Mehmet Hanifi GÜLEL
Dünyada yaşana El Nino hava olayları ve iklim değişikliği kahve gibi yumuşak emtialarının fiyatlarını artırıyor. Türkiye’de kahve fiyatlarının globaldeki artışın yanı sıra dövizin etkisiyle yıl başından bu yana kahve zincirlerinde yüzde 30 artış gösterdi. Büyük boy bir filtre kahvenin ortalama fiyatı 80 liraya yükseldi. Buna rağmen tüketimi her geçen gün artış gösteriyor.
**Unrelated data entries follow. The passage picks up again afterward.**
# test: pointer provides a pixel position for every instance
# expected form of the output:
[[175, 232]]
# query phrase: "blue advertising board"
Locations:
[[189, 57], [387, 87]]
Tüketimdeki artış ithalat rakamlarına yansıyor. Bu yılın ilk iki ayında yüzde 5.9 artışla 16 bin 140 ton kahve ithalatına 67.7 milyon dolar ödendi. Aynı dönemde kahve ihracatı ise yüzde 39.2 artışla 802 tona karşılık, 6.9 milyon dolarlık ihracat yapıldı. 2023 yılında kahve ithalatı yüzde 16.8 artış ile 99 bin 854 tona yükseldi ve 437 milyon dolar ödendi.
Bilinçli tüketici pazarı büyütüyor
Türkiye’de kahve sektörünün gelişimi hızlanarak devam ettiğini belirten Gastronomi Yazarı ve Kahve Danışmanı Cenk R. Girginol, özellikle ekonomideki negatif durum ve alım gücünün düşmesi insanların sosyalleşme anlamında arayışına cevap bulma anlamında kafelere yönlendirdiğini söyledi. Aynı anda kahvenin de çeşitliliği, lezzet kriterlerinin yükselmesi ve zengin menü oluşumlarının tüketimdeki artış nedenleri arasında gösterildiğini kaydeden Girginol, kişi başı tüketimin şu anda 1,5 kilo civarında seyir ettiğini bildirdi.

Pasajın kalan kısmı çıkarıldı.